Мориоль и Курута, призванные на совет цесаревичем, так же горячо стали просить за Поля…
На другой же день вместо хлеба и воды был узнику послан «по распоряжению княгини», как сообщили Полю, хороший обед…
А на третий день двадцатилетний кирасирский капитан с сияющим своим еще безусым лицом объявил Мориолю, когда наставник явился усладить заточение питомца:
— Сегодня мы будем обедать с папой, который мне все простил… И даже сегодня вечером я отправляюсь в театр…

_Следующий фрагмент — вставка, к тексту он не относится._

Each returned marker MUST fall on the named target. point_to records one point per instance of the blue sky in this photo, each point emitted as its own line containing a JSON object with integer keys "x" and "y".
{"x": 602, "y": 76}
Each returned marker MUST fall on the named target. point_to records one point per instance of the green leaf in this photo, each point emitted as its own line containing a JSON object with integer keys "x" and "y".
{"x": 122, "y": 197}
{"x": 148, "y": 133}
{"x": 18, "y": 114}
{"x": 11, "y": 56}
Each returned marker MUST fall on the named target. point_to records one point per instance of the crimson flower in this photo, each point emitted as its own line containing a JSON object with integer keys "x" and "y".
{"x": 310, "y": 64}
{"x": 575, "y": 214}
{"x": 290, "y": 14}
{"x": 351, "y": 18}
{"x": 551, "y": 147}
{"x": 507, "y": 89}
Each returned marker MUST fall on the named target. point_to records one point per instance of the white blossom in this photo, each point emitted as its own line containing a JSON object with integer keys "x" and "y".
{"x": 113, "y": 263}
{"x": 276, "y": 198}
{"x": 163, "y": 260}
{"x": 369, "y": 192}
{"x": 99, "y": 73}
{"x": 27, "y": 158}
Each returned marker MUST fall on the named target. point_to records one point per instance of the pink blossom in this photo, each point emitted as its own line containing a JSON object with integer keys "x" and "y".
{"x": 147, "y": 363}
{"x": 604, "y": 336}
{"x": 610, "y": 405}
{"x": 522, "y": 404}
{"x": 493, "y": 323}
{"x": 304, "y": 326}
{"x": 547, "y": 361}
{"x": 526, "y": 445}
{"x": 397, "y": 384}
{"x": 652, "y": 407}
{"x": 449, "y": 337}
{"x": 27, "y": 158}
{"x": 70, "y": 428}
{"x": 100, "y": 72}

Мориоль, молча с растроганным видом подошел, обнял и поцеловал своего «капитана».
…Конец марта 1829 года.
Шумно, дымно, накурено в небольшой квартирке пана Петра Высоцкого, подпоручика гренадерского полка, занимающего должность инструктора в пехотной школе подхорунжих.
Хозяин квартиры Высоцкий, темноволосый, с живыми глазами человек лет двадцати шести, худощавый, стройный, стоял в глубине обширной комнаты, служащей столовой, и гостиной, и залой. Тут же на диване, в качестве почетных гостей, поместились двое: каштелян Наквасский и ксендз Дембен, один из участников долголетнего процесса «сорока», только что вернувшийся на родину из Петербурга, из казематов Петропавловки. Бледный, с горящими глазами, нервный и порывистый, огненный весь какой-то, он составлял совершенную противоположность со своим соседом каштеляном, розовым, упитанным и благодушным на вид. Только холодный, упорный блеск зеленоватых, колючих каких-то глаз, сжатые крепко полные, но резко очерченные губы, словно топором обрубленный, четырехугольный подбородок заставляли не верить благодушному выражению этого розового, полного, холеного лица. Стоило сильнее затронуть этого всегда ласково улыбчивого чиновника, разозлить его чем-нибудь — и должен был проснуться сильный боец-захватчик, вместо старинных лат окутанный черными складками старомодного сюртука с высокой узкой талией.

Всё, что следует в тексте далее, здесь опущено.